Monday, April 1, 2013

What Introverts Do When Attacked

     Extroverts are people whose vitality and optimism increase when they're around other people.  When they have to be alone for extended periods of time they feel drained and lonely.  They usually choose professions that involve interactions with lots of people.
     When introverts are required to spend time with people, their energy is depleted and they feel strangely empty.  But when they're alone, they gain vitality and optimism.  As a rule, introverts choose jobs that allow them to work by themselves.  When they're required to function in large groups or engage in conversation with others, they tire easily. 

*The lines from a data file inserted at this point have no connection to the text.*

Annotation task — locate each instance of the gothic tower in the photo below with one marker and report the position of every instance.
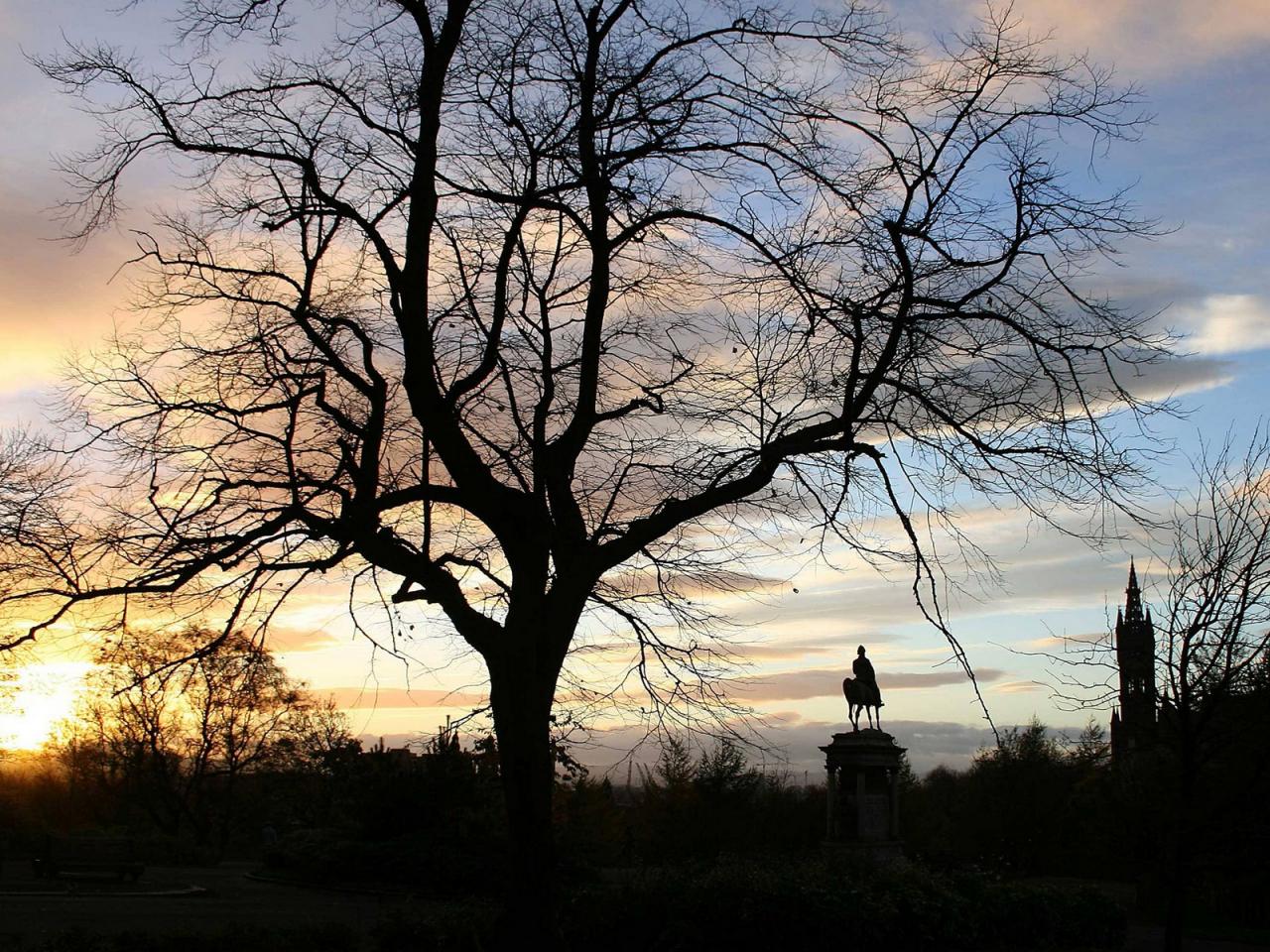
(1133, 726)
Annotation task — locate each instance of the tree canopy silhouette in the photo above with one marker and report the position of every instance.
(529, 309)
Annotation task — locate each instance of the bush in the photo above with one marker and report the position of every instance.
(746, 905)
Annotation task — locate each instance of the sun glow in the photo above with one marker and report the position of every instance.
(35, 698)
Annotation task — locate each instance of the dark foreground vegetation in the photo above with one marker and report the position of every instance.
(701, 851)
(226, 760)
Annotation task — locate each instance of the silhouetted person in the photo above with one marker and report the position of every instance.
(864, 671)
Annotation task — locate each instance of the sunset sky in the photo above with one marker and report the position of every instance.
(1201, 169)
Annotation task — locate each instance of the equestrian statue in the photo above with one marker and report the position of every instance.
(861, 690)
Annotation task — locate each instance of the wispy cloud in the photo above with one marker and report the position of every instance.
(370, 697)
(1141, 37)
(817, 682)
(1227, 324)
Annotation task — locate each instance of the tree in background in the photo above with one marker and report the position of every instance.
(536, 311)
(172, 726)
(1213, 635)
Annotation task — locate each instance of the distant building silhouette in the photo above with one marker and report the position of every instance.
(1133, 724)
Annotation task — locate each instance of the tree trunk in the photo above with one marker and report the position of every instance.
(521, 698)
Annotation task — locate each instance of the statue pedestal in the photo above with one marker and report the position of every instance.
(862, 792)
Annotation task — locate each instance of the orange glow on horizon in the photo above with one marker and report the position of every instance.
(37, 698)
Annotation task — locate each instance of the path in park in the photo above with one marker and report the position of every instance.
(231, 900)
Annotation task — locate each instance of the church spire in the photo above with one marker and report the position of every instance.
(1133, 597)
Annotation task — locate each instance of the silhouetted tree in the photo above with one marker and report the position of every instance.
(172, 726)
(530, 309)
(1214, 633)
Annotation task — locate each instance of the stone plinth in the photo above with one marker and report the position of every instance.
(862, 792)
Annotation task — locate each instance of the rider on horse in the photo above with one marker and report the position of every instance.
(864, 671)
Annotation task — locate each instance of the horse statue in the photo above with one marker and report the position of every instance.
(861, 694)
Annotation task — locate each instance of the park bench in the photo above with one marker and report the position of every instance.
(87, 857)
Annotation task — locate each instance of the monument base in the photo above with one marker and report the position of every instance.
(862, 802)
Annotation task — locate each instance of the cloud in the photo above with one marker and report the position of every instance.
(285, 640)
(366, 698)
(1227, 324)
(1141, 37)
(802, 685)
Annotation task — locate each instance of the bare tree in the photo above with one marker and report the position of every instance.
(536, 309)
(1211, 635)
(1214, 639)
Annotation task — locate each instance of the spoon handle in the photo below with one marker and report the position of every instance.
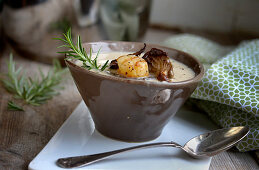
(79, 161)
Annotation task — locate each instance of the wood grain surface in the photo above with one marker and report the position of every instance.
(24, 134)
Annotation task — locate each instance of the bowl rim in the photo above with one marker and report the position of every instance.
(195, 79)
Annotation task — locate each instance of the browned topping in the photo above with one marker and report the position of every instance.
(140, 51)
(114, 64)
(159, 64)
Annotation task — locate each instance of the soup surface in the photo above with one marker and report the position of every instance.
(181, 71)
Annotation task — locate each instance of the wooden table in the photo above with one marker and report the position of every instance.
(24, 134)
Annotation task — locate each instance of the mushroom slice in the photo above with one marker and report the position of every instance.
(159, 64)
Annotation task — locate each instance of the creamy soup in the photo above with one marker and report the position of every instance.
(181, 71)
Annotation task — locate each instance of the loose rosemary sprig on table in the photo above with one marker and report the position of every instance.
(78, 52)
(13, 106)
(33, 91)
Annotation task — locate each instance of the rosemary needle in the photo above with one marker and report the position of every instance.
(34, 91)
(79, 53)
(13, 106)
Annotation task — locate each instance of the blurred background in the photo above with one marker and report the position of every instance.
(29, 26)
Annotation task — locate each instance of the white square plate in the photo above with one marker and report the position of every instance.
(77, 136)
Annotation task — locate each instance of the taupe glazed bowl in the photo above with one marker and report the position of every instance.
(129, 109)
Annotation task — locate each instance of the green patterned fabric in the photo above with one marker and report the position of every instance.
(229, 91)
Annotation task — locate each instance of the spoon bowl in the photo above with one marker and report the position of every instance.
(214, 142)
(202, 146)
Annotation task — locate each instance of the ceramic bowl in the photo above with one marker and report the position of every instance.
(130, 109)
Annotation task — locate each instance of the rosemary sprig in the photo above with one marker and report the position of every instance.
(33, 91)
(13, 106)
(79, 53)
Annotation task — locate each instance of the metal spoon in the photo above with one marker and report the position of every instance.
(205, 145)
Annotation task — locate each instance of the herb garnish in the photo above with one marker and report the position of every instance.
(78, 52)
(33, 91)
(13, 106)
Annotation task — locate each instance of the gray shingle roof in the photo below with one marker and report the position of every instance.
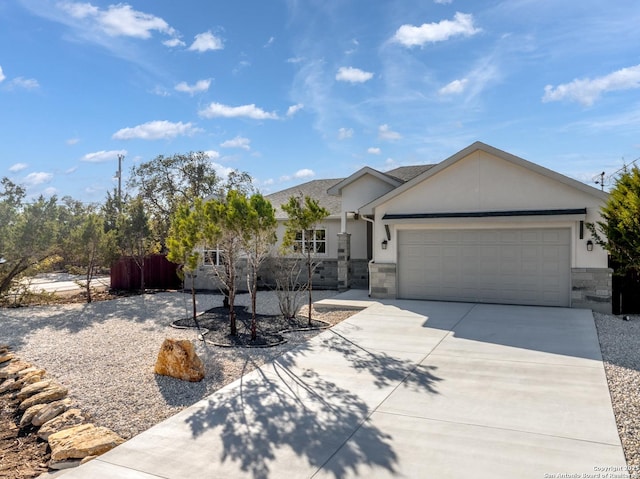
(406, 173)
(317, 189)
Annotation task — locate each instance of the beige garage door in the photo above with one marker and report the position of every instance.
(523, 266)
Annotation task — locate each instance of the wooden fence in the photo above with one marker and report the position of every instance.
(159, 273)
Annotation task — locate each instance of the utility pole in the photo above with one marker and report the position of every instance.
(119, 176)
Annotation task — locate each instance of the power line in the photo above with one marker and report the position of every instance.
(601, 179)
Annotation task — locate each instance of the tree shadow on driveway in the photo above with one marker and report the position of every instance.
(289, 419)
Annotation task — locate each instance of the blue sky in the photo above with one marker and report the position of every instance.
(291, 90)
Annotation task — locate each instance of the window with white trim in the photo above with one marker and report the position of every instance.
(212, 257)
(315, 240)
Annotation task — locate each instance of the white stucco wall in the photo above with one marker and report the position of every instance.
(482, 182)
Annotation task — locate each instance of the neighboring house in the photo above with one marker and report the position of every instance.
(481, 226)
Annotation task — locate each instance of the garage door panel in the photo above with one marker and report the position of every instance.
(526, 266)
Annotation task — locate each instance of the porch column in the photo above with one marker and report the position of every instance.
(344, 261)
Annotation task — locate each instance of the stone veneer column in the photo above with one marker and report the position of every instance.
(382, 277)
(591, 288)
(344, 258)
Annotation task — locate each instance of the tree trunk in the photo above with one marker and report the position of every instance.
(193, 302)
(310, 284)
(254, 292)
(232, 298)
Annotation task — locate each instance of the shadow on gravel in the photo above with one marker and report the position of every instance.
(285, 408)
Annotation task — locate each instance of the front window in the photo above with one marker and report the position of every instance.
(314, 240)
(212, 257)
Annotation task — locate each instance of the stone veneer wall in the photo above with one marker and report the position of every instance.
(383, 280)
(591, 288)
(359, 274)
(344, 260)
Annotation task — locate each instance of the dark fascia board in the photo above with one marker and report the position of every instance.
(486, 214)
(478, 145)
(336, 190)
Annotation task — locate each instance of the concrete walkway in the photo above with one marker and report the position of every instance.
(402, 389)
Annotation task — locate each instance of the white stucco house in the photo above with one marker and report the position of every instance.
(481, 226)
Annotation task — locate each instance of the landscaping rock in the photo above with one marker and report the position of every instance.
(68, 464)
(11, 368)
(30, 413)
(69, 418)
(81, 441)
(50, 411)
(50, 394)
(31, 389)
(178, 359)
(7, 385)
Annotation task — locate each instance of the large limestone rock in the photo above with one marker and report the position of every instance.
(69, 418)
(7, 385)
(81, 441)
(30, 413)
(50, 394)
(178, 359)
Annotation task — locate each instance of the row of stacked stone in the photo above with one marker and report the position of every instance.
(44, 404)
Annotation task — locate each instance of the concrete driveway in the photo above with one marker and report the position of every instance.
(402, 389)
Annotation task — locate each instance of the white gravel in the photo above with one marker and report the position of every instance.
(620, 346)
(105, 352)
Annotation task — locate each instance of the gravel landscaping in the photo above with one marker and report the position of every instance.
(620, 346)
(104, 352)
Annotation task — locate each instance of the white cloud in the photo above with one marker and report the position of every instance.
(385, 133)
(249, 111)
(199, 86)
(156, 130)
(26, 83)
(293, 109)
(221, 170)
(587, 91)
(38, 178)
(298, 175)
(461, 25)
(353, 75)
(174, 42)
(18, 167)
(304, 173)
(206, 41)
(345, 133)
(102, 156)
(454, 88)
(119, 20)
(237, 142)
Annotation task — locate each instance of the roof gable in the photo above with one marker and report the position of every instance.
(451, 164)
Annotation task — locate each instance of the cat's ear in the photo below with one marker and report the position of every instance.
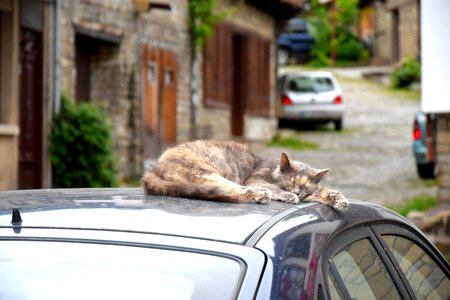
(285, 164)
(319, 174)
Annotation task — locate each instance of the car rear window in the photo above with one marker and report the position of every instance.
(63, 270)
(310, 84)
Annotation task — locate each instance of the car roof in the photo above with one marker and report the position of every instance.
(310, 74)
(129, 209)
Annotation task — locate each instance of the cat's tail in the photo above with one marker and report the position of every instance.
(154, 184)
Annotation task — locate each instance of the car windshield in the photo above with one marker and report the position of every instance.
(305, 84)
(63, 270)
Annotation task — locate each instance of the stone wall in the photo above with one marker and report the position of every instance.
(394, 44)
(216, 121)
(443, 157)
(116, 69)
(409, 30)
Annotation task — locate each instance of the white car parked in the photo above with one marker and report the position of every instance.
(310, 96)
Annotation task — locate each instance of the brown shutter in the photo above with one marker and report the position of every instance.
(218, 67)
(258, 96)
(218, 70)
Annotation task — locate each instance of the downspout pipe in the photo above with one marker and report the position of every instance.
(56, 57)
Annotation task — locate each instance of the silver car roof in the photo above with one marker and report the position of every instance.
(128, 209)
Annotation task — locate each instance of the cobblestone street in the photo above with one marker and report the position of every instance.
(371, 159)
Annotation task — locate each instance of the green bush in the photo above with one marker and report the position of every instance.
(80, 147)
(406, 74)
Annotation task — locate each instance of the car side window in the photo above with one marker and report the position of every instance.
(361, 271)
(426, 279)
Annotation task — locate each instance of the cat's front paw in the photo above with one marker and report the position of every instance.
(261, 196)
(287, 197)
(338, 201)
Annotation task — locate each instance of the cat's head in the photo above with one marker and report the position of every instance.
(297, 177)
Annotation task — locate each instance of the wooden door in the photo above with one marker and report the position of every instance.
(159, 104)
(239, 86)
(30, 110)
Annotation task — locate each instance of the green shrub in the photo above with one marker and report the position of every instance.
(406, 74)
(80, 147)
(417, 203)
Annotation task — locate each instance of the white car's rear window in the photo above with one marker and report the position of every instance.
(65, 270)
(311, 84)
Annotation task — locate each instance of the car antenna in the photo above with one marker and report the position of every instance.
(16, 217)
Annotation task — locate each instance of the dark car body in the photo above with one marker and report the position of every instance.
(424, 130)
(296, 42)
(192, 249)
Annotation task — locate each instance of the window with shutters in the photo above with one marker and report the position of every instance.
(219, 69)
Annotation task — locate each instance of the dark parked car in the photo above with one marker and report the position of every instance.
(120, 244)
(424, 159)
(295, 43)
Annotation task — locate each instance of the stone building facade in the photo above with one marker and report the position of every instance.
(134, 58)
(113, 36)
(392, 28)
(443, 157)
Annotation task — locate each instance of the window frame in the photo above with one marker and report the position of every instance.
(353, 235)
(388, 229)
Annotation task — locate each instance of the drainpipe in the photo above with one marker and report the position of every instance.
(56, 57)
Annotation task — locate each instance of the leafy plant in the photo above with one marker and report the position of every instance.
(80, 146)
(406, 74)
(417, 203)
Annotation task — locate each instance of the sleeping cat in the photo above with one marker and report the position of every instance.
(230, 172)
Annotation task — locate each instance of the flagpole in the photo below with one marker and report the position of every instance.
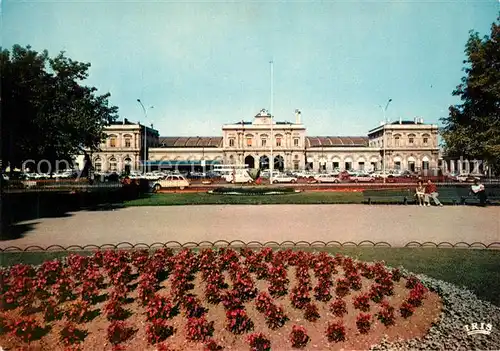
(271, 161)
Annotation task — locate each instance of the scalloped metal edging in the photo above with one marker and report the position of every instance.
(125, 245)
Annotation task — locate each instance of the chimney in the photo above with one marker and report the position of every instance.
(297, 116)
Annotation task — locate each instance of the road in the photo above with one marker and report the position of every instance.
(396, 225)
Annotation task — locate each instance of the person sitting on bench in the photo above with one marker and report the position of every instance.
(478, 189)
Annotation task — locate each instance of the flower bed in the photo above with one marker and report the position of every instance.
(247, 300)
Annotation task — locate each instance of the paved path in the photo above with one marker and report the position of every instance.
(394, 224)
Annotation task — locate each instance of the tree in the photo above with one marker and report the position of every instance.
(47, 114)
(472, 128)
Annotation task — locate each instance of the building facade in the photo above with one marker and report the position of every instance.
(403, 145)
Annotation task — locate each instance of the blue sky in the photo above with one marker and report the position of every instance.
(205, 63)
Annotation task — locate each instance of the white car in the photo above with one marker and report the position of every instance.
(239, 177)
(283, 178)
(327, 178)
(171, 181)
(362, 177)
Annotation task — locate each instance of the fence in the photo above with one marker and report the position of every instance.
(251, 244)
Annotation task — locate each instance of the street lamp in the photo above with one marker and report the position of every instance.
(145, 130)
(384, 110)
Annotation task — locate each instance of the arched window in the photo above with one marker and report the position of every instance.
(411, 138)
(127, 140)
(98, 165)
(397, 137)
(425, 139)
(112, 164)
(112, 141)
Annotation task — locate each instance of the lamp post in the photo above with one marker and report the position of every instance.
(145, 135)
(271, 161)
(384, 110)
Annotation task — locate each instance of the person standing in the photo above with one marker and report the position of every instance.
(478, 189)
(420, 193)
(431, 191)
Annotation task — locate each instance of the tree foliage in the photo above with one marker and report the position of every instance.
(47, 114)
(472, 128)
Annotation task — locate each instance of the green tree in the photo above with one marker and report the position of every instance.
(47, 112)
(472, 128)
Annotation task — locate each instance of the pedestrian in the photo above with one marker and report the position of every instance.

     Extroverts deal with stress by calling friends and relatives, and spending time in social settings.   They may spend a lot of time out, if only to shop or be in a crowd.  They like bumping into people they know.  They join groups:  health clubs, yoga, Zumba, educational classes, choir, convivial outings, or go to ball games, movies, musical events and restaurants.
     Introverts deal with stress and recover from fatigue by spending quiet time on their own, reading, meditating, retiring into their own thoughts.  They prefer cooking at home to eating out, and when they schedule time with friends, they recharge later with solitude.
     Imagine an extrovert, raided by the FBI, wrongly implicated in a federal crime, and held in psychological limbo for years.  The extrovert would call everyone, talking out the accumulation of stress, and put together a plan for action.  Distractions might help:  parties, church, family time, bars, shopping, community work, travel, and more time on the job.
     The introvert, after a raid, would wish to disappear from view.  The safest haven would be invisibility--avoiding people, eschewing parties, and streamlining necessary trips to public places.  An introvert under attack would dread bumping into familiar people.  Introverts hide under the covers, so to speak, seeking out internal reserves of energy.  Encounters with friends are likely to be one-on-one--not tailgate parties and other group events. 
     It's not great for extroverts to be protected from their inner worlds, or for introverts to hide under the covers, even if they safest in these habitual surroundings.  Truly balanced extroverts learn how to be happy alone, and balanced introverts adapt to social life, profiting from interactions with others.  Extroverts and introverts tend to marry their opposites, which helps balance a one-sided stance toward life, and leads to wholeness.
     But stress taxes people's energy reserves, making them resort to primitive defenses.
     In my case, having been raided and held hostage, psychologically, if I could crawl into a cave and never come out again, I would.  I would read and think, and cook my meals like a primordial woman, and restore myself in the private world of nature.
     To counteract this tendency, I'm planning another trip to Washington, D.C. in a few weeks, and will meet again with congresspeople, pleading my case.
     I am writing letters and calling representatives now, although I understand that my voice and cause are unlikely to be interesting to members of Congress.  These puffed-up public servants (most of whom are extroverts) are more comfortable in the company of lobbyists who know how to talk to them, and who are not forbidden, it seems, from proffering gifts, or sidestepping laws to solicit campaign money, thereby drawing attention away from lowly civilians and focusing the congressional limelight on their corporate--or private--political requirements.
     While most ordinary people consider lobbying tactics reprehensible, no one is doing much about it.  The very lobbyists who should be ousted from Washington are lobbying to guarantee their continued presence there.
     What can the rest of us do?  How can we change our country from a two-party, corporate industry-run government to a multi-party system, a place where campaign contribution laws are enforced, and campaign money is equalized for all eligible candidates, and kept to a minimum?
     There must be a little civic hope left in me, or I wouldn't be going to Washington again.  I hope some people in Congress do really care about representing ordinary people whose problems are concrete and fixable, who see something wrong with the country and want to make it right.
     That's why I'm overriding my introverted inclination to run for cover.  It's why I'm joining forces again with our class-action group, appealing to Congress one representative at a time, when it's back in session this month.  We are demanding justice.
     Justice!  Isn't this what we need from our government?  Can anyone in Washington hear all of us,  out here in America?